11. Diante do exposto, na aquisição das mercadorias descritas no item 10 oriundas do Estado do Rio de Janeiro, a responsabilidade pela retenção e recolhimento do ICMS relativo à operação subsequente é do estabelecimento remetente localizado no Estado do Rio de Janeiro, na qualidade de sujeito passivo por substituição tributária, com base no Protocolo ICMS 104/2012 e na Portaria CAT 68/2019.
12. Ademais, observa-se que, na hipótese de tais mercadorias terem sido adquiridas sem a retenção antecipada do imposto das operações subsequentes pelo remetente substituto tributário, o fornecedor da Consulente poderá emitir Nota Fiscal Complementar, conforme dispõe o artigo 182, inciso IV, do RICMS/2000, observando, em relação à diferença de imposto devida, os §§ 2º e 3º do mesmo artigo.

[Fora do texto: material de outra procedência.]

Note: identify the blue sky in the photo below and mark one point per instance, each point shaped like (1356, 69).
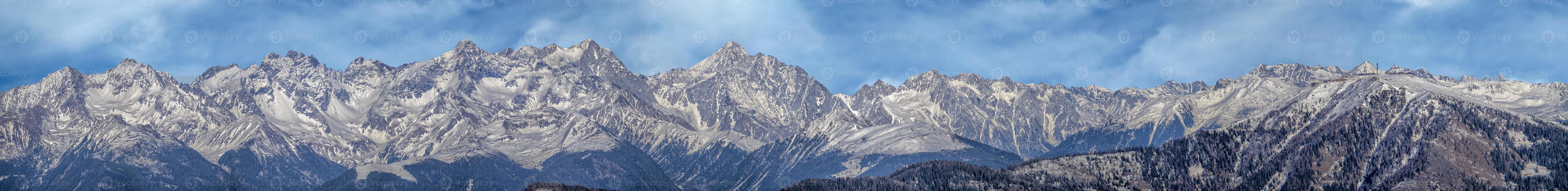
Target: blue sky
(841, 43)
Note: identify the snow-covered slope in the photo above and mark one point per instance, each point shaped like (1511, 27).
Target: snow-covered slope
(574, 115)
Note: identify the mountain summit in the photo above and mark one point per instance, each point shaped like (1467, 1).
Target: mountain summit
(476, 120)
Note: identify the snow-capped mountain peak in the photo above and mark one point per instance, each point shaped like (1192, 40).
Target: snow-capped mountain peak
(1366, 70)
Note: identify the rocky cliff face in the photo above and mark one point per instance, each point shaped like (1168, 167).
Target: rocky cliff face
(738, 121)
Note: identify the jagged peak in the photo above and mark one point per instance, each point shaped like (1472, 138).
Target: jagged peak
(466, 48)
(1366, 68)
(292, 60)
(731, 49)
(131, 66)
(1393, 70)
(67, 71)
(586, 44)
(363, 63)
(292, 54)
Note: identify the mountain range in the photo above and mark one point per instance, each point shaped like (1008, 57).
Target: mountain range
(574, 118)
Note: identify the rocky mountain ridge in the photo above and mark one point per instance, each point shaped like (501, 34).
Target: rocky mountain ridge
(574, 115)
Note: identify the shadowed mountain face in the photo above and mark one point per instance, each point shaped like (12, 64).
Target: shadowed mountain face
(1373, 132)
(738, 121)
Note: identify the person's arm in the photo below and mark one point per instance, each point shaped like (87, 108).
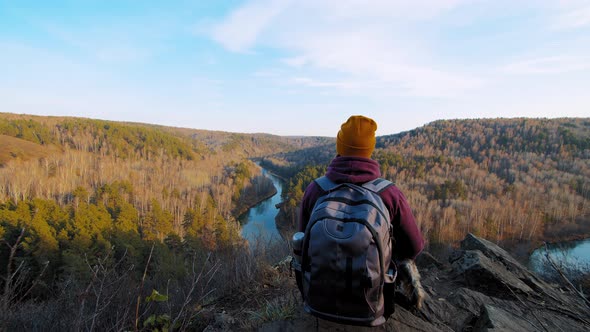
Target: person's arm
(312, 192)
(408, 238)
(409, 243)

13. Por outro lado, cumpre pontuar que, de forma geral, a Consulente, substituída tributária, pode ser considerada responsável solidária para recolhimento do ICMS devido por substituição tributária em um eventual não recolhimento ou recolhimento parcial por parte do substituto tributário.

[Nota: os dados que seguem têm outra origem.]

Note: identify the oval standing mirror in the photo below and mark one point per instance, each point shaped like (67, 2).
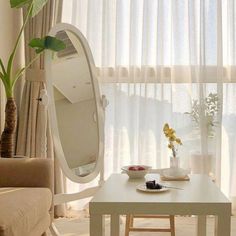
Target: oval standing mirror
(76, 110)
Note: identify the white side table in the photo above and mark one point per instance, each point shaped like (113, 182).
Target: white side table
(201, 197)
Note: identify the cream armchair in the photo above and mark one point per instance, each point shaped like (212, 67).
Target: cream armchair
(26, 193)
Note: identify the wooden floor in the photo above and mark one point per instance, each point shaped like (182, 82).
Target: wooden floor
(185, 226)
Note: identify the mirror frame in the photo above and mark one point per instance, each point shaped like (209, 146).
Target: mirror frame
(58, 150)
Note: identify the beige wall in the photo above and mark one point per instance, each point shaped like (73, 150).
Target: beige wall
(10, 21)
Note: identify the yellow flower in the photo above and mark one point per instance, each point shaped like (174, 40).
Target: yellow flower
(166, 128)
(178, 140)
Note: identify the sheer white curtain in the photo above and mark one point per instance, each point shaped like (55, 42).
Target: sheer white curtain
(157, 61)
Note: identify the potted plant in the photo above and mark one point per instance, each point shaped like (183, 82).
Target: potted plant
(208, 108)
(173, 144)
(9, 78)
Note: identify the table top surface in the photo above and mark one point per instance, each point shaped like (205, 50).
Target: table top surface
(120, 189)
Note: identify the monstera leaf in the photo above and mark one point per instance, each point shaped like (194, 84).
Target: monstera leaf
(48, 42)
(37, 5)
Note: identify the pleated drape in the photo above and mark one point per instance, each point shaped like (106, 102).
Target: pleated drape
(157, 61)
(34, 136)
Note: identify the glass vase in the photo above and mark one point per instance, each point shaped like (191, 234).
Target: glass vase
(174, 162)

13.1. A legislação pertinente à situação apresentada encontra-se disposta no artigo 66-C da Lei 6.374/1989, que estabelece que a sujeição passiva por substituição não exclui a responsabilidade supletiva do contribuinte pela liquidação total do crédito tributário, observado o procedimento estabelecido em regulamento, sem prejuízo da penalidade cabível por falta de pagamento do imposto.
13.2. O referido artigo 66-C é regulamentado pelo artigo 267 do RICMS/2000, que determina que a responsabilidade supletiva indicada no artigo 66-C da Lei 6.374/1989 pode ser atribuída a “contribuinte substituído” em duas hipóteses, quais sejam: (i) em razão de fraude, dolo ou simulação, quando o débito será exigido com aplicação de penalidade cabível por meio de auto de infração; e (ii) nos demais casos, quando ocorrer a notificação prévia para o recolhimento do imposto antes da lavratura de autos de infração.
14. Dessa forma, em caso de não recolhimento do ICMS-ST por parte do remetente, na hipótese em que a operação com a mercadoria esteja sujeita ao regime de substituição tributária, tal recolhimento poderá ser exigido do destinatário paulista, mediante notificação e lavratura de Auto de Infração, estando sujeito, inclusive, à imposição de multa, ainda que a operação subsequente seja destinada a consumidor final.
15. Portanto, de todo o exposto, havendo recusa de seu fornecedor em emitir o documento fiscal complementar e recolher o imposto devido, a Consulente poderá, antes de eventual lavratura de Auto de Infração, efetuar o recolhimento do ICMS-ST por meio de guia de recolhimentos (artigo 115, inciso XVI, do RICMS/2000).
16. Vale dizer que o referido entendimento também se aplica às aquisições interestaduais em que há acordo de substituição tributária entre os Estados envolvidos, ou seja, em que o remetente é responsável pelo recolhimento do ICMS-ST devido a este Estado, como na presente situação.
17. Por fim, ressalta-se que, caso já tenha sido efetuada operação em desacordo com a presente resposta e não sejam os fatos aqui descritos objeto de início de verificação fiscal, a Consulente deverá promover sua adequação nos termos dos artigos 518 e 519 do RICMS/2000, inclusive quanto à regularização de suas operações no âmbito da denúncia espontânea (artigo 529 do RICMS/2000) por meio do Sistema de Peticionamento Eletrônico – SIPET, seguindo o procedimento descrito na seção de “Denúncia Espontânea”, no site do ICMS no Portal da Secretaria da Fazenda e Planejamento, disponível em:
https://portal.fazenda.sp.gov.br/servicos/icms/Paginas/Denúncia-Espontânea.aspx (acesso em 16/10/25).
18. Com esses esclarecimentos, consideramos respondido o questionamento da Consulente.
A Resposta à Consulta Tributária aproveita ao consulente nos termos da legislação vigente. Deve-se atentar para eventuais alterações da legislação tributária.